Identité dévoilée : après le vol du rêve de ma sœur
Chapitre 4
La femme a affiché dans ses yeux une dureté et une arrogance écrasante.
« Julie ! Chérie ! Qui t'a fait du mal ? »
Dès qu'elle est entrée, la femme s'est précipitée vers Julie et l'a examinée de la tête aux pieds, comme si Julie avait subi la pire des injustices.
Dès qu'elle a vu son soutien arriver, Julie a aussitôt pointé ma sœur et moi pour se plaindre avec exagération :
« Maman ! Ce sont elles deux ! Claire veut me voler ma place d'échange, et sa sœur la défend, en disant que nous, la famille des Dubois, ne respectons pas les règles ! »
À ces mots, la femme s'est immédiatement emportée.
« Quelle audace ! À Paris, il y aurait encore des gens assez fous pour dire que la famille des Dubois ne respecte pas les règles ? »
Elle m'a dévisagée de haut en bas, son ton chargé de mépris.
« C'est une chance pour vous de céder cette place d'échange à ma fille ! La famille des Dubois est si noble ! Avec votre statut si bas, sur quoi osez-vous nous défier ? »
Elle a fait une pause, puis a élevé la voix, pleine de vantardise et d'intimidation :
« Savez-vous qui je suis ? Je suis l'épouse du plus riche de Paris, Maxime, président du Groupe Dubois ! Ma fille est la seule héritière de la famille des Dubois ! Oser s'en prendre à ma fille, c'est s'opposer à tout le Groupe Dubois ! Vous vous surestimez ! »
« Tu es l'épouse du plus riche de Paris ? » ai-je demandé en regardant ce visage totalement inconnu, le doute grandissant dans mon esprit.
Je ne connaissais absolument pas cette femme.
Ma mère, Marie Laurent, venait d'une famille cultivée et raffinée, et son allure était toujours élégante.
Elle n'aimait jamais ces tenues extravagantes et n'aurait jamais parlé avec ce ton de mégère.
Est-ce que… mon père avait vraiment une maîtresse ?
Cette pensée m'a glacé le sang.
La femme a ensuite dit avec cruauté : « Aujourd'hui, je mets les choses au clair ! »
Elle a pointé ma sœur et a ordonné à Sophie : « Cette place d'échange doit revenir à ma fille Julie ! Quiconque s'y oppose s'oppose à toute la famille des Dubois ! »
« Je vous ordonne toutes les deux de nous présenter immédiatement des excuses à ma fille et à moi ! »
Julie a enroulé ses bras autour de sa mère et nous a regardées avec un air de triomphe, en rajoutant :
« Maman, s'excuser ne suffit pas ! Elles étaient si arrogantes tout à l'heure, elles doivent s'agenouiller pour s'excuser ! »
La femme a caressé ses cheveux avec satisfaction et a hoché la tête, « Julie a raison, vous devez vous agenouiller pour vous excuser.
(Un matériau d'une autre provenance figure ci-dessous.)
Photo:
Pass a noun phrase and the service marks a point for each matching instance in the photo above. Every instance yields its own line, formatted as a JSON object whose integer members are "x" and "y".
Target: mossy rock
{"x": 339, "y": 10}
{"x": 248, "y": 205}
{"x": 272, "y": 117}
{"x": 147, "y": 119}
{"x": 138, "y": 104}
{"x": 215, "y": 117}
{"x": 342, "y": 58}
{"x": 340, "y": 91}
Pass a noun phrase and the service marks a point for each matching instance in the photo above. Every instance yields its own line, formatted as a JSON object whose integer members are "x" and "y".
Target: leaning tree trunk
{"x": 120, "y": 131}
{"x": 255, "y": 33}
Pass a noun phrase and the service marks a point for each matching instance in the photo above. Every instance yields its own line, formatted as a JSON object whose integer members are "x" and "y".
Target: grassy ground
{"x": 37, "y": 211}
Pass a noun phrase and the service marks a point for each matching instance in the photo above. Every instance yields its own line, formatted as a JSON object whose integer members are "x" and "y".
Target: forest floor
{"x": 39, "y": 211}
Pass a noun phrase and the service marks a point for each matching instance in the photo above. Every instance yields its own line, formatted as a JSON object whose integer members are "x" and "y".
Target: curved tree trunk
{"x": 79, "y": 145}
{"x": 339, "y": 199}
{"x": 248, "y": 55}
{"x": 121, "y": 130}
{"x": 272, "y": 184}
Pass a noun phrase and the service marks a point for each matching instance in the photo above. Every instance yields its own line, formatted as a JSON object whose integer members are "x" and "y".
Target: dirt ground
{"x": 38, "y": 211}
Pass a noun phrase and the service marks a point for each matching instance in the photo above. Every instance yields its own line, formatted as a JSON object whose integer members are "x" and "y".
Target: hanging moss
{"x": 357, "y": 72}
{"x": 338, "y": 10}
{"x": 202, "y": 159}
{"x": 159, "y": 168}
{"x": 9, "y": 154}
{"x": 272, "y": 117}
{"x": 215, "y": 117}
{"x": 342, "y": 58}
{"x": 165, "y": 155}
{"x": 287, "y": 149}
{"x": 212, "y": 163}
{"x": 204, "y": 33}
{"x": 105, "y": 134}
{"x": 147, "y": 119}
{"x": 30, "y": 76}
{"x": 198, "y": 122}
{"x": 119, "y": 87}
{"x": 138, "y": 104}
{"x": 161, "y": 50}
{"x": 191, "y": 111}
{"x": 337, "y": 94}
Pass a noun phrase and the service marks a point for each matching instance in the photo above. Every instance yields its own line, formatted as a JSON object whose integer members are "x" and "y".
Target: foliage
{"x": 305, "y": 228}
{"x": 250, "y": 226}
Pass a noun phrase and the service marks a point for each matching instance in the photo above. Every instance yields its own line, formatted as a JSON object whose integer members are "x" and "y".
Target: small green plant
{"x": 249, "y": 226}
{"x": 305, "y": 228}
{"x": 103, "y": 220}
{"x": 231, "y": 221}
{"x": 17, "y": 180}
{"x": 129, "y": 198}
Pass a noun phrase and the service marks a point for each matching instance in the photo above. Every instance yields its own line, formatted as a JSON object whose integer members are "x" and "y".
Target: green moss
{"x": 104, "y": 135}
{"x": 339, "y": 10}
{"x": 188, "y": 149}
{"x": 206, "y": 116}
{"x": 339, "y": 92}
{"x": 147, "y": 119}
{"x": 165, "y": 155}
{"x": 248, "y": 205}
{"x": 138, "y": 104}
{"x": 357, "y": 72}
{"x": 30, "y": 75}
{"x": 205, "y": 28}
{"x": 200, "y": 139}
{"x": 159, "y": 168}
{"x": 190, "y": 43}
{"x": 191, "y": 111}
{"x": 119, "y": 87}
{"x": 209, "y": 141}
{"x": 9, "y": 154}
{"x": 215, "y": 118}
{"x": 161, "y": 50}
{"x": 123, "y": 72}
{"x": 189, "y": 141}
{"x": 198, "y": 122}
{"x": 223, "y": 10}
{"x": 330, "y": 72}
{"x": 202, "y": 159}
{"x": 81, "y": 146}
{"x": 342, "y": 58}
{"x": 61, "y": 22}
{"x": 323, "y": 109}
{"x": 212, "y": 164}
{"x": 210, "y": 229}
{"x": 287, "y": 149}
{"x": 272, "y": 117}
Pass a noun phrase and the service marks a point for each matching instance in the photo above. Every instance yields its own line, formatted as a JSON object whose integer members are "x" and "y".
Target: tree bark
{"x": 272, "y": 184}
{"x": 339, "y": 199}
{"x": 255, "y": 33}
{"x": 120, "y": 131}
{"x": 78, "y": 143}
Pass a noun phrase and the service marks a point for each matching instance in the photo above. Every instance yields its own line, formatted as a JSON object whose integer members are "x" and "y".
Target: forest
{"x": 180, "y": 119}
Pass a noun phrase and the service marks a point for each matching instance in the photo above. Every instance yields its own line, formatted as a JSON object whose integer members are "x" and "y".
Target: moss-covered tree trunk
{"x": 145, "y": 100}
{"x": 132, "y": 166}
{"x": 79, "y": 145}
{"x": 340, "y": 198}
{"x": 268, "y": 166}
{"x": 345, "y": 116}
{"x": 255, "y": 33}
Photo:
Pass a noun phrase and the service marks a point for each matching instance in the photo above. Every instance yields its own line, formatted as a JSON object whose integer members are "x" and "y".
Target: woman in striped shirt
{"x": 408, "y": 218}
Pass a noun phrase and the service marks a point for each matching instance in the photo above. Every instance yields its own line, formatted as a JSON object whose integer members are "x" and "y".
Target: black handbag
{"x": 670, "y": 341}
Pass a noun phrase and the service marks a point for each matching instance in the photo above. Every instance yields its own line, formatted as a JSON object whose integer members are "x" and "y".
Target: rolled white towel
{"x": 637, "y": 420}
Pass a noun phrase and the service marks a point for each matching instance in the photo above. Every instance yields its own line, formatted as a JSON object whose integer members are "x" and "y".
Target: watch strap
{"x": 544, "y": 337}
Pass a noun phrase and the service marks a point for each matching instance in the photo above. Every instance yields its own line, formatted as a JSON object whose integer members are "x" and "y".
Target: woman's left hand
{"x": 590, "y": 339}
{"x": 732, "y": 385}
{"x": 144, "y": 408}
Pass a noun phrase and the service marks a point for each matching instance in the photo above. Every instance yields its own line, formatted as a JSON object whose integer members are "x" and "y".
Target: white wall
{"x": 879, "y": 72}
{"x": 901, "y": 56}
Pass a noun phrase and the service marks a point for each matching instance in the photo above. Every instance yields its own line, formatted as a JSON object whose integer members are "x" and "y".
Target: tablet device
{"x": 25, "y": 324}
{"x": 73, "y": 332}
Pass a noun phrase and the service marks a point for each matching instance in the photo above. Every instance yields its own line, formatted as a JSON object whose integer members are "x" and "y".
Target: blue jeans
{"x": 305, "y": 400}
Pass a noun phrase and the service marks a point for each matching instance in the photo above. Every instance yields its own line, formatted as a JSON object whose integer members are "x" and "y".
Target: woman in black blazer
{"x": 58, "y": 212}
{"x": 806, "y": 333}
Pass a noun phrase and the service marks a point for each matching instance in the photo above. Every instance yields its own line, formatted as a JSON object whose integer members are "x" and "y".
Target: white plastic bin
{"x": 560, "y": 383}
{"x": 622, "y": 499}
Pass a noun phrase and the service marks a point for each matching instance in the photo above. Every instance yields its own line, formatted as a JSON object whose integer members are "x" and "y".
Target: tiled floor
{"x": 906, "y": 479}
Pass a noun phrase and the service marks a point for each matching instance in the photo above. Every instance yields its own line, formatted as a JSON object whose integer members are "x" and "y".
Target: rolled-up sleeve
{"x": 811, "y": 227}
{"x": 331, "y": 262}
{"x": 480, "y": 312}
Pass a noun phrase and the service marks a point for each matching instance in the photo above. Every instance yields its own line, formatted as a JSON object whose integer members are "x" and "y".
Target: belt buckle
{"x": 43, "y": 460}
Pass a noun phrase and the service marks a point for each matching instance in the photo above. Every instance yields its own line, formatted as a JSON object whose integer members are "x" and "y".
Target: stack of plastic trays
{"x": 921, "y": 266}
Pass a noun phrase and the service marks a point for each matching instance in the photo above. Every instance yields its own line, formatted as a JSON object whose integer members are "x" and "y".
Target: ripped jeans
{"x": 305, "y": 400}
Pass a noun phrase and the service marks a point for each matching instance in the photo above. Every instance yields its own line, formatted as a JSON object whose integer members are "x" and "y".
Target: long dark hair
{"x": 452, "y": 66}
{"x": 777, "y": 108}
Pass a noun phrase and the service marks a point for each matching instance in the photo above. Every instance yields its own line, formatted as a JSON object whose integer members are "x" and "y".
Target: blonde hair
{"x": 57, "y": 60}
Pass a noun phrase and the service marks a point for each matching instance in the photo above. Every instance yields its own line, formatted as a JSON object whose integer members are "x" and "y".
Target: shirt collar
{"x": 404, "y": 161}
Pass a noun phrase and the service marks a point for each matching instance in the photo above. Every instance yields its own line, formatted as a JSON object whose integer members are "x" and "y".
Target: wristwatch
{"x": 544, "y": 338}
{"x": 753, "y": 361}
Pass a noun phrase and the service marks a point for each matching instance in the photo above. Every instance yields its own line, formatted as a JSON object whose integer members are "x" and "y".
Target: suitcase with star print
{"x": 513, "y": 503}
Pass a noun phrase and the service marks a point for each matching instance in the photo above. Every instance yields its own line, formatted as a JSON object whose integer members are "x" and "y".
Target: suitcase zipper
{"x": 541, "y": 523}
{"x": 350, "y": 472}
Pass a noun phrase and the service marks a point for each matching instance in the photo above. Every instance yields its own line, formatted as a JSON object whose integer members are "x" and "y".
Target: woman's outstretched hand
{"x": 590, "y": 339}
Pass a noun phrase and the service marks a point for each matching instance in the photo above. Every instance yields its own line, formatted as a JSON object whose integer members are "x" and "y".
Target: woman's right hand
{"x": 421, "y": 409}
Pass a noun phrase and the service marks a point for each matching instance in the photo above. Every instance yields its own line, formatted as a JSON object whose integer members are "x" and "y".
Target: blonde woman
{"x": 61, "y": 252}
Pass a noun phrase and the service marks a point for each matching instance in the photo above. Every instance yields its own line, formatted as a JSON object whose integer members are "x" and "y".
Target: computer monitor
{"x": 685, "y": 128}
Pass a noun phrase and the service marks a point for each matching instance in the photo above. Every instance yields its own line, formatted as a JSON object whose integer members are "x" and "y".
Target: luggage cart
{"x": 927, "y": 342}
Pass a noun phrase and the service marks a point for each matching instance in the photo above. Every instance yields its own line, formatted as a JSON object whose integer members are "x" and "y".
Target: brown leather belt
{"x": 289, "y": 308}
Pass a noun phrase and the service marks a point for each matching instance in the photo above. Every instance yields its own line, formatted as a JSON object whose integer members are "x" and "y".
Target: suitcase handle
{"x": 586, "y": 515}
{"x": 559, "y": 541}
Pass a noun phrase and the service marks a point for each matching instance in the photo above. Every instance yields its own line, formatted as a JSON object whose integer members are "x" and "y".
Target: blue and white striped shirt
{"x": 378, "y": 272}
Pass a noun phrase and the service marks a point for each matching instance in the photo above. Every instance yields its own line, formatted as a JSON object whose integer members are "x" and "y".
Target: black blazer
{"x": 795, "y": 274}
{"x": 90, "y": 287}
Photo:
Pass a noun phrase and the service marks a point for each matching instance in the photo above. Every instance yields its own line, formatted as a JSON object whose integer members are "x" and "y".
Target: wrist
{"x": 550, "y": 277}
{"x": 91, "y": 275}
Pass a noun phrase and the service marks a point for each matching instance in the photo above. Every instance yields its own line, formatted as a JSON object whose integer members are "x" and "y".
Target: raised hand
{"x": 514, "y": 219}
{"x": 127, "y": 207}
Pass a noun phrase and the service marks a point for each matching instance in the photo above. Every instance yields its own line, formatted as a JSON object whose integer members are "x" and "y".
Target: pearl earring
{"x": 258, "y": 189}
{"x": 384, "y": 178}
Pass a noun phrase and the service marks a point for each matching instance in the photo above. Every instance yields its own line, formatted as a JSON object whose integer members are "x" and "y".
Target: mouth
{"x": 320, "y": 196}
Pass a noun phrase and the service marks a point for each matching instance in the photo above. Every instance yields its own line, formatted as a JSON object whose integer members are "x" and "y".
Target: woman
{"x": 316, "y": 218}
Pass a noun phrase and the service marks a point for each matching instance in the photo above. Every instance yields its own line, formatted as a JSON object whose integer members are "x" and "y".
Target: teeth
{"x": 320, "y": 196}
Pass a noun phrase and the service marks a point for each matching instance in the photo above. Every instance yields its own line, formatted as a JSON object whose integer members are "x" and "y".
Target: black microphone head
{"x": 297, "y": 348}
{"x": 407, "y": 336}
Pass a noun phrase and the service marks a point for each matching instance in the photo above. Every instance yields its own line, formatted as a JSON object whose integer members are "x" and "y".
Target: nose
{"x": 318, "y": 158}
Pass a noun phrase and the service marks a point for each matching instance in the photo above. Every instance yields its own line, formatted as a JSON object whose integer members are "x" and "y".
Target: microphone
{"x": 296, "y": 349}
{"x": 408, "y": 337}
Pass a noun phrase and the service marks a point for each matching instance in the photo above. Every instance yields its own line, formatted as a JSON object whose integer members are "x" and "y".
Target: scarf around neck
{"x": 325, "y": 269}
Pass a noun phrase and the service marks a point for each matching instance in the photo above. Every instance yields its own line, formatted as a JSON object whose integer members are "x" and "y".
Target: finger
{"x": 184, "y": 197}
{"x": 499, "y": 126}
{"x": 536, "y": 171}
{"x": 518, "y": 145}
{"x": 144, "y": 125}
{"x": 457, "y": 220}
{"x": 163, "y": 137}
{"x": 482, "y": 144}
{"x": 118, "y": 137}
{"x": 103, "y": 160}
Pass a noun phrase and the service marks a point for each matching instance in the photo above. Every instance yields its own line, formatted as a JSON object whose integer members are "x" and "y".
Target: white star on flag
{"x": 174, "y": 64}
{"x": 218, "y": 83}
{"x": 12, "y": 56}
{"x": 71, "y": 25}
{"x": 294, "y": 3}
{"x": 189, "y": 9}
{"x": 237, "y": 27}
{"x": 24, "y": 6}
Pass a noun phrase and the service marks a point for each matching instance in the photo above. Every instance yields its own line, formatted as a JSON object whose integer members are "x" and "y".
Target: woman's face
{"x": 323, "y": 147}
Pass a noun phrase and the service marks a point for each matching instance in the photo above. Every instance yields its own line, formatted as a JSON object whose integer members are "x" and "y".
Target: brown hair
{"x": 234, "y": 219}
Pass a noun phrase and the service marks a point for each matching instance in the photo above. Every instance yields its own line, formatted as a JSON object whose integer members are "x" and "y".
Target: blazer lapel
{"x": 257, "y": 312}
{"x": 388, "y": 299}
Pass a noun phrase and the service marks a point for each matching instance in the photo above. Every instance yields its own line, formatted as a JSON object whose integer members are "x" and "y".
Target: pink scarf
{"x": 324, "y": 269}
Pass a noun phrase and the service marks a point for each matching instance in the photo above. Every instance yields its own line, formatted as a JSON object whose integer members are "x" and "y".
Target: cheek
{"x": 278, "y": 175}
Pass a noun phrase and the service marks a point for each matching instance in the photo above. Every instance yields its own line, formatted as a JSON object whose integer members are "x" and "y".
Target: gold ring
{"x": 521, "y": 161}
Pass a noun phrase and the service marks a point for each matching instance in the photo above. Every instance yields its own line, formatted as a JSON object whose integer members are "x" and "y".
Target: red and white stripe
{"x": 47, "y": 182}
Sinon, je ne vous laisserai pas tranquilles aujourd'hui ! »
« Vous rêvez ! » ma sœur a dit en tremblant de colère. Bien qu'introvertie, elle avait un caractère obstiné et déterminé.
« Bon ! Toujours aussi têtue, hein ? » Julie s'est énervée, a sorti son téléphone et a composé un numéro à nouveau.
« Papa ! Viens vite à l'école ! Maman et moi, on se fait maltraiter ! Si tu ne viens pas, nous serons piétinées ! »
Après avoir raccroché, Julie affichait un sourire triomphant, sûre de sa victoire.
Environ dix minutes plus tard, la porte du bureau a été brusquement ouverte.
En voyant la personne arriver, ma sœur et moi sommes restées figées sur place.